UPDATE #3 I added random noise to the exact same signal using the following code:

    self.duration = 50
    self.fs = 100.0
    samples = int(self.fs * self.duration)
    self.time = np.arange(samples) / self.fs
    p = np.poly1d([0.025, -0.36, 1.25, 2.0])
    carrier = sweep_poly(self.time, p)  # Carrier signal
    noise = np.random.normal(0, 1, carrier.shape)
    self.signal = carrier + noise

Here is the plot of the noisy Hilbert transform properties:

Even more negative frequencies! Why is this happening?

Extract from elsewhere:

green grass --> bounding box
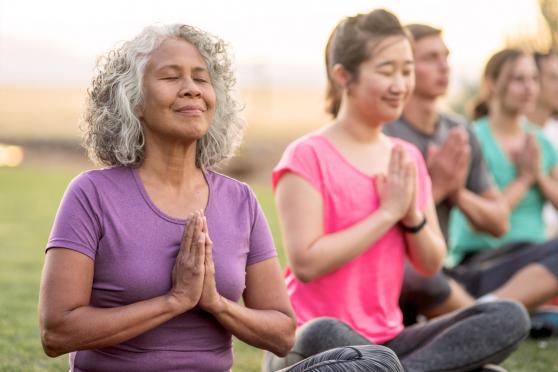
[0,168,558,372]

UPDATE #4 I decided to multiply 2 sine functions with two different constant frequencies together to see what I get. There is no noise in this instance. Here is my code:

    self.duration = 2
    self.fs = 100
    samples = int(self.fs * self.duration)
    self.time = np.arange(samples) / self.fs
    self.signal1 = np.sin(1 * 2.0 * np.pi * self.time)
    self.signal2 = np.sin(9 * 2.0 * np.pi * self.time)
    self.signal = self.signal1 * self.signal2

Here is the plot of the resulting Hilbert properties:

If I change the sampling frequency, the magnitude and sign of the instantaneous frequency spikes change! Here are a few examples (the sampling frequency used is in the title of the image):

Something about the phase calculation is unstable and the sampling frequency seems to alter things. No I am even more curious as to what is happening.

Thanks!

Answer 1

It looks like artifacts due to the derivative. I used this code in Octave:

fs=300;
t=[0:1/fs:2];
c=chirp(t, 20, 2, 100);
s=c.*(1+0.5*cos(2*pi*10*t));
h=hilbert(s);
m=abs(h);
a=diff(unwrap(arg(h)))/2/pi*fs;
plot(m,"",a)

and this is what comes out:

I also tested the equivalent of this in LTspice and, without any form of unwrapping, this is the result:

where V(mag) is the result of hypot() (m), V(signal) is s, V(freq) is the frequency for the FM, and V(demod) is a. All are delayed (for matching I/O) by 23/2/200 which represents the order of the Hilbert transformer (Hamming window), divided by two (group delay) and by the sampling frequency (200).

My guess: don't take for granted the result of the differentiator and try to take a finer comb to it (is this a pun? not intended).